# new to the forum... please help!



## sparrow (Mar 16, 2009)

hi, im sparrow,

my husband of 2 years and i just split up about 3 weeks ago, and im having a very hard time coping. the general reason for our splitup was because of fundamental differences in lifestyle. he is a super clean freak and i am... well, not. we have 2 kids, both under 5, and its been a struggle for me to live up to his expectations as a wife and mother, our daughter has had big behavior issues, regarding past abuse by her father(not my husband). but in general, i felt like we had a happy family. my husband and i are great friends, and that is one of the reasons i love him so much, because more than a husband, he is my best friend. 

i want to work on saving the marriage, as does he, but he keeps saying that although he misses me very much, he is much happier in his own home now, because he can have it as clean as he wants, and my temper problems about the issue are not around. we are going to marriage counselling, for the first time today, but im very concerned about whether or not its going to work out or not. im heartbroken to feel that im losing my husband, and very angry at myself and him for the entire situation. any advice?


----------



## MarkTwain (Aug 1, 2008)

sparrow-

I get the feeling this is an almost un-conquerable situation.

If he is clean to the point of OCD, he will only be able to let go for short periods, before reverting to type. He will be a rock against which you will be perpetually banging your head.

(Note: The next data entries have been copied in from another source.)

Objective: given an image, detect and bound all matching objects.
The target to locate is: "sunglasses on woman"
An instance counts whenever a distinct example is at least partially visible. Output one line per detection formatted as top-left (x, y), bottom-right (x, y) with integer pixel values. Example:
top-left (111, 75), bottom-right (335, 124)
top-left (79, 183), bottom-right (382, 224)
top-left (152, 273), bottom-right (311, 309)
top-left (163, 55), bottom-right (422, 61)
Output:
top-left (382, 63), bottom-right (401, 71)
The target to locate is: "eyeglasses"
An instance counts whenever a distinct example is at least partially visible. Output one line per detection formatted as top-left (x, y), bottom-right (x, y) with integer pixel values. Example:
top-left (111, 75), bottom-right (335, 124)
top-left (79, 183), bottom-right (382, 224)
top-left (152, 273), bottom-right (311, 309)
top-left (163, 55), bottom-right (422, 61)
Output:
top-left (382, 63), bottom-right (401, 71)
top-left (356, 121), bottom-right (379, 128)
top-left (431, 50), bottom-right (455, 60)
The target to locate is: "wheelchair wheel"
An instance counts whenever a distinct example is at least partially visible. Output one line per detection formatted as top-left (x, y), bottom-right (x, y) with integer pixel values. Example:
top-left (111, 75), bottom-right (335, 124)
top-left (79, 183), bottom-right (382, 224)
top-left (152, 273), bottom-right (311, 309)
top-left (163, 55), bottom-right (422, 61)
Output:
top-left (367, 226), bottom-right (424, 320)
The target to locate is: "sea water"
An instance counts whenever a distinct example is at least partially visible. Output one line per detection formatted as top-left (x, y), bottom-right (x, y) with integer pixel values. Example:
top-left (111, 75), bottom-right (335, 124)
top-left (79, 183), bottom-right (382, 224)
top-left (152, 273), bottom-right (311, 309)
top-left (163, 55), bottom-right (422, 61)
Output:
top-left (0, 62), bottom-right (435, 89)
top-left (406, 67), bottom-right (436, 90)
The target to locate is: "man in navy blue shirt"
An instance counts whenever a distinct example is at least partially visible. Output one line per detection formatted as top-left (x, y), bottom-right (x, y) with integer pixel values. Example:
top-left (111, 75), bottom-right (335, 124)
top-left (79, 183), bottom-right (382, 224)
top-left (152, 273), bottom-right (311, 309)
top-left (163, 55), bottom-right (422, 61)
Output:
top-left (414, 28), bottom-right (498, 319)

Perhaps he has let you off the hook. Men are seldom very flexible when they have a bad habit. And yes putting cleanliness above all else is a bad habit. To him it is non-negotiable, so you will always be arguing unless you are prepared to knuckle down to his regime. 

The trouble is, if he has OCD, it will probably get worse over time, unless he is willing to tackle it. OCD people seldom like to tackle anything - I have a very mild touch of it, so I can empathise (though it's not about being clean and tidy, it's more about checking things are done right). However, I allow my wife to challenge me, and that keeps me down to earth. The latest thinking on the subject says that people with OCD should play with their (OCD) boundaries and accept challenges, becuase that constantly proves to them that most of their fears are unfounded.

If he won't play in this way, you are in for a hard life.


----------



## sparrow (Mar 16, 2009)

thank you for the reply!

im not so sure its OCD, persay, because even he admits he cant live up to his desired standards. we just have different ideas of what a "clean house" is. 

however, we have done some talking, and ive realized that i have been rather slobby in the past, and not really put much effort into keeping up the house, on my part. he is by no means opposed to cleaning as well, i just feel that he wants the house overly clean, especially with 2 small kids running around nonstop. 

i wonder... do i need to put more effort in, and compromise more, or does he need to accept me for who i am, regardless of mess?


----------



## MarkTwain (Aug 1, 2008)

OCD people tend to like things done in a certain way, and it often makes no sense. My OCD friend is over hygienic, yet if he drops food on the floor, he can pick it up and still eat it.

The other thing to look out for is ritual.


----------